Der BFH hat "Geldgeschäfte" eines Freiberuflers wie die Gewährung von Darlehen, die Übernahme einer Bürgschaft oder die Beteiligung an einer Kapitalgesellschaft generell als berufsfremde Vorgänge bezeichnet, die in der Gewinnermittlung außer Betracht bleiben müssen[1]. Bei der Ausübung eines freien Berufs stehen grundsätzlich die eigene Arbeitskraft des Steuerpflichtigen sowie der Einsatz seines geistigen Vermögens und der durch eine qualifizierte Ausbildung erworbenen Kenntnisse im Vordergrund. Wenn es auch freie Berufe gibt, die etwa wegen der benötigten technischen Geräte einen nicht unerheblichen Kapitaleinsatz erfordern, so ist doch die Nutzung vorhandenen Kapitals eher die Ausnahme und jedenfalls nicht das Merkmal einer freiberuflichen Tätigkeit[2]. Das den freien Berufen zugrunde liegende eigene Berufsbild begrenzt und prägt auch den dazugehörigen Betrieb. Selbst ein bilanzierender Angehöriger der freien Berufe kann nicht in demselben Umfang gewillkürtes Betriebsvermögen bilden wie ein Gewerbetreibender; vielmehr wird der Umfang des Betriebsvermögens durch die Erfordernisse des Berufs begrenzt.
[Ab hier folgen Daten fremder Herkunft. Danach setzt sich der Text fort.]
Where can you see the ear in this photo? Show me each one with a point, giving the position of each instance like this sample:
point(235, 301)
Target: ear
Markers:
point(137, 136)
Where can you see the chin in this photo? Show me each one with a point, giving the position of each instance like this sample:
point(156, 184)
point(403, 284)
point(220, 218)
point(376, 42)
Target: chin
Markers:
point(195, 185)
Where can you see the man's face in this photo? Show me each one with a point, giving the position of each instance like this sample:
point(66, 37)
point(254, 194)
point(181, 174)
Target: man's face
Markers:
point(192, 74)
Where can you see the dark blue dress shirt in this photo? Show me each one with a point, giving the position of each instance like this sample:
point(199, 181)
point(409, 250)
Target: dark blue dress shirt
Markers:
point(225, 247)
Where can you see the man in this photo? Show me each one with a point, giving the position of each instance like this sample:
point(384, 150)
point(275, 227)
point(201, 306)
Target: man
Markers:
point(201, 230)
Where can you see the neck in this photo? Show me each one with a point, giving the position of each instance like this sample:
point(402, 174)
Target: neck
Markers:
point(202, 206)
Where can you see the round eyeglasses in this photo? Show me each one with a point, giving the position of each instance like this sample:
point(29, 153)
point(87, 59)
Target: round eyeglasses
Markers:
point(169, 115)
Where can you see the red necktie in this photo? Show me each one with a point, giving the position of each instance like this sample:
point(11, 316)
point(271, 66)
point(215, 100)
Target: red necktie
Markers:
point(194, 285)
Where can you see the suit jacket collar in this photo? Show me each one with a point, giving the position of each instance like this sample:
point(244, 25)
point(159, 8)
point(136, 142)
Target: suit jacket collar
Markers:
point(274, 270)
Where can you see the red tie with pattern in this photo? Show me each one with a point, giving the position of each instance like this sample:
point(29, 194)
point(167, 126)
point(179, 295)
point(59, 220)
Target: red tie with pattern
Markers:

Daraus folgt, dass "Geldgeschäfte", die ihrer Art nach zu Einkünften nach § 20 EStG führen, der persönlichkeitsbezogenen freiberuflichen Tätigkeit grundsätzlich wesensfremd und deshalb getrennt zu beurteilen sind, auch wenn sie der Steuerpflichtige im sachlichen und wirtschaftlichen Zusammenhang mit seiner eigentlichen Tätigkeit, so auch mit dem Ziel der Gewinnung eines Mandanten oder Auftraggebers, eingegangen ist.

Im Einzelfall kann sich allerdings ergeben, dass die Eingehung von "Geldgeschäften" als Hilfstätigkeit zur freiberuflichen Tätigkeit anzusehen ist; dies kann selbst im Falle der Beteiligung an Kapitalgesellschaften zutreffen. Die Beteiligung gilt dann nicht als "wesensfremd". Es ist zu unterscheiden zwischen einem "Geldgeschäft", bei dem die Gewinnung eines neuen Auftraggebers lediglich ein erwünschter Nebeneffekt ist, und einem Geschäft, das ohne die Aussicht auf neue Aufträge nicht zustande gekommen wäre. Diese Unterscheidung ist gemeint, wenn die Rechtsprechung in letzter Zeit darauf abstellt, ob das "Geldgeschäft" ein eigenes wirtschaftliches Gewicht hat und deswegen aus der freiberuflichen Tätigkeit auszuscheiden ist[3]. Bezogen auf den Streitfall bedeutet das, dass nach den bisherigen Feststellungen des FG die Zugehörigkeit der Aktien zum notwendigen Betriebsvermögen des Klägers nicht von vornherein verneint werden kann.